Os episódios à volta da Caixa Geral de Depósitos estão cheios de ironias. Uma das mais saborosas diz respeito ao novo Presidente executivo, Paulo Macedo. As esquerdas passam a vida a acusar o governo do PSD e do CDS de ter tentado destruir a Caixa, mas pediram a um antigo ministro desse governo que a salvasse. E logo o ministro que foi tantas vezes atacado por estar a destruir o SNS. Agora terá que proteger a Caixa das asneiras e das mentiras da geringonça.

Mas a minha ironia preferida é ver o Bloco de Esquerda e o Partido Comunista abandonarem os princípios que sempre defenderam. Para quem estava sempre a apelar à transparência, agora a investigação sobre os créditos da Caixa tornou-se um tema incómodo, sobretudo os empréstimos durante os governos de Sócrates. Os campeões do papel central da Assembleia da República, olham agora para o escrutínio parlamentar sobre as nomeações de gestores públicos como um assunto irrelevante. Quem sempre defendeu a nacionalização da banca, aceita agora o financiamento privado da Caixa, pelos malditos mercados.

Não nos podemos esquecer que o BE e o PCP estão pela primeira vez no poder, e estão a mostrar ao país a sua verdadeira natureza. Os dois partidos são compostos por verdadeiros profissionais da política. Se for necessário, sacrificam tudo no altar do poder. Mas o episódio Caixa está a testar o profissionalismo dos camaradas. A linguagem corporal da gémea Mortágua e de Louçã, nas suas aparições furiosas na televisão, mostrou tudo. O embaraço é visível, daí o tom de irritação quando discutem a Caixa. Do lado do PCP, o normalmente ponderado João Ferreira garantiu em directo aos portugueses que o seu partido nunca pede a demissão de ministros. Foi embaraçoso assistir ao tamanho da sua mentira, que só poderá ser explicada pela contradição entre o poder e o discurso. Tal como na guerra, a verdade foi a primeira vítima da geringonça. E a mentira tornou-se o método para esconder as contradições entre os três partidos.

Foram essas contradições que em grande medida explicam o modo como a equipa de António Domingues foi contratada. O governo sabia que o BE e o PCP nunca aceitariam as condições acordadas com Domingues, como aliás se viu. Por isso tentou manter tudo em segredo. Quando foi apanhado, fez a única coisa possível: deixou cair Domingues. Toda a gente sabe que Centeno e António Costa aceitaram as condições de Domingues e todos sabem que eles mentiram. A única dúvida é saber se se encontram as provas da mentira.

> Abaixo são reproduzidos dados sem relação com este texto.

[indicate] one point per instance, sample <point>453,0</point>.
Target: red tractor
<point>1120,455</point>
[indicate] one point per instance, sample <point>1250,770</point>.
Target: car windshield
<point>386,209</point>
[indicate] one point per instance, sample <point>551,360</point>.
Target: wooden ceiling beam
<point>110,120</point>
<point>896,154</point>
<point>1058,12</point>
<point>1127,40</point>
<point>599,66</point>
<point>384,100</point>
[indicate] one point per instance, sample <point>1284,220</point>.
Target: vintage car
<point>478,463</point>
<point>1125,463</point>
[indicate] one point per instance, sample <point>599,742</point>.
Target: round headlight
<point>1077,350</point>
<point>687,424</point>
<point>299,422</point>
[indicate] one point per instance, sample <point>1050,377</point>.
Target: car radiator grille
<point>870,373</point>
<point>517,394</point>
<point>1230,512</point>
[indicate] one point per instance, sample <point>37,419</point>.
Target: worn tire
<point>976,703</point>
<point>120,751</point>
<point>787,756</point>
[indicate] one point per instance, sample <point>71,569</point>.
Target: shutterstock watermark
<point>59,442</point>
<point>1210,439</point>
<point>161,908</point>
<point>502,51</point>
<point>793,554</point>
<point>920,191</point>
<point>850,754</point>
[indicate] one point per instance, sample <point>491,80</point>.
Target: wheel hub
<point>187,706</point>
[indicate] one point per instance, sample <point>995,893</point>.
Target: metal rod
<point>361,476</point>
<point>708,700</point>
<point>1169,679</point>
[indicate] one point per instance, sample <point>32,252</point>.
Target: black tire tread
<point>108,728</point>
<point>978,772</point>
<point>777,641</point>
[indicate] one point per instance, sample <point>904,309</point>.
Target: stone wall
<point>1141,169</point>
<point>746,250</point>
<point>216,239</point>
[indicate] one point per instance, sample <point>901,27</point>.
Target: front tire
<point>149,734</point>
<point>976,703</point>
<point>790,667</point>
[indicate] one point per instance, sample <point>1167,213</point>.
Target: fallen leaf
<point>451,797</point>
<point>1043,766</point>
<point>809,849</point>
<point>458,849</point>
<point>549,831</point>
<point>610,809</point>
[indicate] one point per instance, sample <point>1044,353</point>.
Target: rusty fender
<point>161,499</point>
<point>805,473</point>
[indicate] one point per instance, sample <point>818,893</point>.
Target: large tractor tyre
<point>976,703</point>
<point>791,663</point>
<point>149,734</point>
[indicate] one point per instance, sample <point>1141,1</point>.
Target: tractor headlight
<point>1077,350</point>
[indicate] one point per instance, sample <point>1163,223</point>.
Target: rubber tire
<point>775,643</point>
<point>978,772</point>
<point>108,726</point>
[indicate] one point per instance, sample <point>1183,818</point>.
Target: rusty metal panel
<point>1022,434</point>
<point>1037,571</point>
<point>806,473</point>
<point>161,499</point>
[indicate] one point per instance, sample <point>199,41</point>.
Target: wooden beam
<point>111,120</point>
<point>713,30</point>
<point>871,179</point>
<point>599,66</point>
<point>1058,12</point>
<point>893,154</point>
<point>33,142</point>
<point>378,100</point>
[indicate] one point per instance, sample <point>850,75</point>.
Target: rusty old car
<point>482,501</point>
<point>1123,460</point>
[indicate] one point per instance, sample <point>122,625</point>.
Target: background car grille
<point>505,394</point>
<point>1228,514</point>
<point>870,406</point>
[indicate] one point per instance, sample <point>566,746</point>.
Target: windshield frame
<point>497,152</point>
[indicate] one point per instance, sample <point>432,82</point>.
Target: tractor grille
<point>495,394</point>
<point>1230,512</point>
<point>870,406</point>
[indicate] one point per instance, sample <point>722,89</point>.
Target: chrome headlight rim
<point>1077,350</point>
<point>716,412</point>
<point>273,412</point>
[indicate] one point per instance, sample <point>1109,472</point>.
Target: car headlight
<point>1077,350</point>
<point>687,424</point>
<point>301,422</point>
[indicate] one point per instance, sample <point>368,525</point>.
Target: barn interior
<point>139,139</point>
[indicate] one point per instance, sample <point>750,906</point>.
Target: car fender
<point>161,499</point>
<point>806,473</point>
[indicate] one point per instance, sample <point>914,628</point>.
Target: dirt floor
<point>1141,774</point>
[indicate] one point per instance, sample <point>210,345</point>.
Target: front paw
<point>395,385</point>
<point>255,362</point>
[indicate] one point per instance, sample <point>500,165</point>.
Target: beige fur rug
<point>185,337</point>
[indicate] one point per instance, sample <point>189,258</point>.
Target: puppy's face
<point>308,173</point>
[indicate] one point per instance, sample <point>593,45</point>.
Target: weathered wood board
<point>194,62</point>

Também já se percebeu, se forem encontradas as provas da mentira, que a próxima vítima será Centeno. Um governo que elevou a mentira a método de trabalho precisa de vítimas para proteger o PM. Mas, a acontecer, a demissão de Centeno seria de certo modo injusta. O problema não é o ministro das Finanças e a sua demissão não resolve nada. O problema é mais profundo. Entre os compromissos com a União Europeia e os acordos com o PCP e o BE, o governo precisa de esquemas, de secretismo, de mentiras. Em suma, aquilo a que muitos chamam a “habilidade de António Costa”. Se Centeno sair, nada muda. Pelo contrário, as coisas até podem piorar. Desde logo, duvido que o PM consiga arranjar alguém mais competente do que Centeno.

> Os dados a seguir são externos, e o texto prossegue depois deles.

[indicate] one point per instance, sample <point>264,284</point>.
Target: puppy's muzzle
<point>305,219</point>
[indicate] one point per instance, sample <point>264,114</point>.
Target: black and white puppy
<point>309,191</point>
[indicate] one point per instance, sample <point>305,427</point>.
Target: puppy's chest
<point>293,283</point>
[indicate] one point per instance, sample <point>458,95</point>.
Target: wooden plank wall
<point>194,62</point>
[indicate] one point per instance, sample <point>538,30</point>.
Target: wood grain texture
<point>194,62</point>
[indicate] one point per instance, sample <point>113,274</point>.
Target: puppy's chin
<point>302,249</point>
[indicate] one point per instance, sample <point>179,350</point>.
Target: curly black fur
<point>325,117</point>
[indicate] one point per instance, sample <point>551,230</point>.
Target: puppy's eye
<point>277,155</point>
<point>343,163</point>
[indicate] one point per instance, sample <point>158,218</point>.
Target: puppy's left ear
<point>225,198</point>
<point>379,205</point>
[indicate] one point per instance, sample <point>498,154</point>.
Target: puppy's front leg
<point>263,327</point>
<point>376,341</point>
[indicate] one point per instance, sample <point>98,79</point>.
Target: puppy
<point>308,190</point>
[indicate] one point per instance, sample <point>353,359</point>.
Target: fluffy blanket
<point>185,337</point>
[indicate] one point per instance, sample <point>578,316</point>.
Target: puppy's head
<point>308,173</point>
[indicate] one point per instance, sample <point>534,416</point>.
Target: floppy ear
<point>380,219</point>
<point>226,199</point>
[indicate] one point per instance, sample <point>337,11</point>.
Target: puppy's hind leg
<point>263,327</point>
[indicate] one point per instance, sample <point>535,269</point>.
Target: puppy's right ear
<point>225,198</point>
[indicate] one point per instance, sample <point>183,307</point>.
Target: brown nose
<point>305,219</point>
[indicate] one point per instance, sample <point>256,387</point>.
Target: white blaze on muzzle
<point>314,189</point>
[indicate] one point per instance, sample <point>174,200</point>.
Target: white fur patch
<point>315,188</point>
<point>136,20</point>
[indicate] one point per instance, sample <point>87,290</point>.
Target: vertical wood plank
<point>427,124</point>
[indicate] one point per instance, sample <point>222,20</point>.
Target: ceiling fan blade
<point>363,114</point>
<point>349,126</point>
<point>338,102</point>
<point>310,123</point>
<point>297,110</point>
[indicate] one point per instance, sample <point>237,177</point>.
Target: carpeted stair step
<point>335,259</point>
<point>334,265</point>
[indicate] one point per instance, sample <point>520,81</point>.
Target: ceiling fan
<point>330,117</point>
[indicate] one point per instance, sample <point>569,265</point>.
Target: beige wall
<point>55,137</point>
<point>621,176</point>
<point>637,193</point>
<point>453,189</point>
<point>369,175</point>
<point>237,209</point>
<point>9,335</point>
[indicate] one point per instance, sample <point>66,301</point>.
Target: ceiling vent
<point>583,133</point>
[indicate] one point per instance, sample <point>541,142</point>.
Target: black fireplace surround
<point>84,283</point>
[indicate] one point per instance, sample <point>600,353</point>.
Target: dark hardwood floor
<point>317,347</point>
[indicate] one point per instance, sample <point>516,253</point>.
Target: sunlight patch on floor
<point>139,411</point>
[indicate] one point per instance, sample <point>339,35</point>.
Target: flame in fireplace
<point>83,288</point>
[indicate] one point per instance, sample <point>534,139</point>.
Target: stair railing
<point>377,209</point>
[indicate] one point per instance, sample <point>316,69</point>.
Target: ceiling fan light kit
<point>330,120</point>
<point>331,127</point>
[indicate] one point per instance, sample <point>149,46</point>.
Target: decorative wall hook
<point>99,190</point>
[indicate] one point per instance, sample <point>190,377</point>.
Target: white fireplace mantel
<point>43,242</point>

Há outra questão igualmente relevante. O acordo feito com Domingues mostra a enorme dificuldade da Caixa para competir com bancos privados, o que se tornou ainda mais difícil com a União Bancária. Chegamos assim à ironia final. O governo PSD e do CDS tratou a Caixa de acordo com as ideias da esquerda, recapitalizando-a inteiramente com dinheiro público e nomeando uma administração de acordo com o estatuto dos gestores públicos. Este governo aceitou recapitalizar a Caixa cumprindo as regras e o famoso teste dos mercados e contratando uma equipa de gestão no sector privado. Se um governo de direita o tivesse feito, as esquerdas protestariam com violência. Mas já todos percebemos que para estarem no poder, as esquerdas não vacilam em recorrer a medidas normais para um governo de direita. Por isso, mentem e enganam. Quando são apanhados, arranjam vítimas que abandonam de um modo implacável. Têm a boca cheia de ideologia. Mas são profissionais da política.